In an interview with The Independent, the actor who stars in the new Planet of the Apes movie, reflected on the Tolkien character who gave him his start as a motion capture specialist.
He first donned the special suit which allowed Weta Digital animators to turn him into Gollum in 2001.
He then lost 60 years to play the younger, 540-year-old ring-obsessive in The Hobbit films, while also stepping behind the camera to shoot second-unit footage on the New Zealand-based productions.
But this Christmas, with the release of the final adventure of Bilbo Baggins, he'll finally say goodbye to Tolkien. Is he relieved? Disappointed?
"Well, it has been such an enormous part of my life for the past 14 years. And not just Middle-earth, but my relationship with New Zealand. Not that that will end, as I plan to go back there and make more films. So I don't really see it as coming to an end."
Surely they're not further raiding the Tolkien hobbit-hole and making The Silmarillion next? "P'raps not," he chuckles, his London accent coming to the fore. "P'raps I'll shift around that one."
Is he a mo-cap character in Star Wars? "I ... he begins, ... can't answer that."
Is he human? "I can't answer that."
Is he made of metal? "I can't answer that. I'd love to be able to tell you," he insists, seemingly sincerely. But of course he can't. JJ Abrams' production of Episode VII, currently bunkered at Pinewood Studios outside London, is a black hole of character and plot information.
Like the rest of the cast - from Game of Thrones' Gwendoline Christie to Girls' Adam Driver, from Carrie Fisher to Mark Hamill - Serkis has been sworn to secrecy on pain of Jedi death. But how about another tack...
Did he see Harrison Ford fracture his leg on the door of the Millennium Falcon?
"No, I didn't," he replies with a sympathetic wince. "Poor guy. But apparently he's been - pardon the pun - a real trouper.
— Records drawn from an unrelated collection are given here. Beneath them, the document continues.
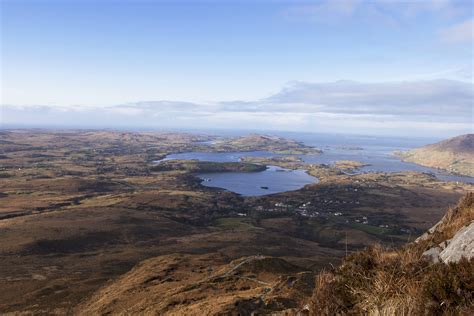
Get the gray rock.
[436,221,474,263]
[423,247,441,263]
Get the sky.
[0,0,474,137]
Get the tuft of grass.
[311,193,474,315]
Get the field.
[0,130,473,313]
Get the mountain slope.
[75,193,474,315]
[311,193,474,315]
[399,134,474,177]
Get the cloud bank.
[0,80,474,136]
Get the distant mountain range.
[398,134,474,177]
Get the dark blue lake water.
[199,166,318,196]
[161,133,474,196]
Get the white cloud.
[441,19,474,43]
[1,80,474,136]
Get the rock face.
[439,222,474,263]
[398,134,474,177]
[422,193,474,263]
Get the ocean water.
[161,133,474,196]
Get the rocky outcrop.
[439,222,474,263]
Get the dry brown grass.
[311,193,474,316]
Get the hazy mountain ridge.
[398,134,474,177]
[76,193,474,315]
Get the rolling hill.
[398,134,474,177]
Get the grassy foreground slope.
[399,134,474,177]
[311,193,474,315]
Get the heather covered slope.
[311,193,474,315]
[75,193,474,315]
[76,254,315,315]
[399,134,474,177]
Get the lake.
[199,166,318,196]
[161,133,474,196]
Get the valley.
[0,130,474,314]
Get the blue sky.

He wants to get back on set as quickly as possible and get on with it."
Still, every cloud and all that: fanboys and fangirls the world over must surely have been rejoicing that the Millennium Falcon being used on set is sturdy enough to break bone. It's clearly not balsa-wood flimsy nor CGI smoke-and-mirrors. It's not even mo-cap trickery. It's a proper, Rebel-shuttling, hunk of old-school spacecraft.
"Yeah, if you're gonna get hospitalised, that's the way to do it," Serkis laughs. "But that's the one thing that's possibly safe to say: JJ is absolutely, 100 per cent honouring the original three movies. It's filled with the love and sensibility of those films."
Is he related to Boba Fett?
"I can probably safely say that I'm not related to Boba Fett," he smiles.
Damn, the Force is strong with this one.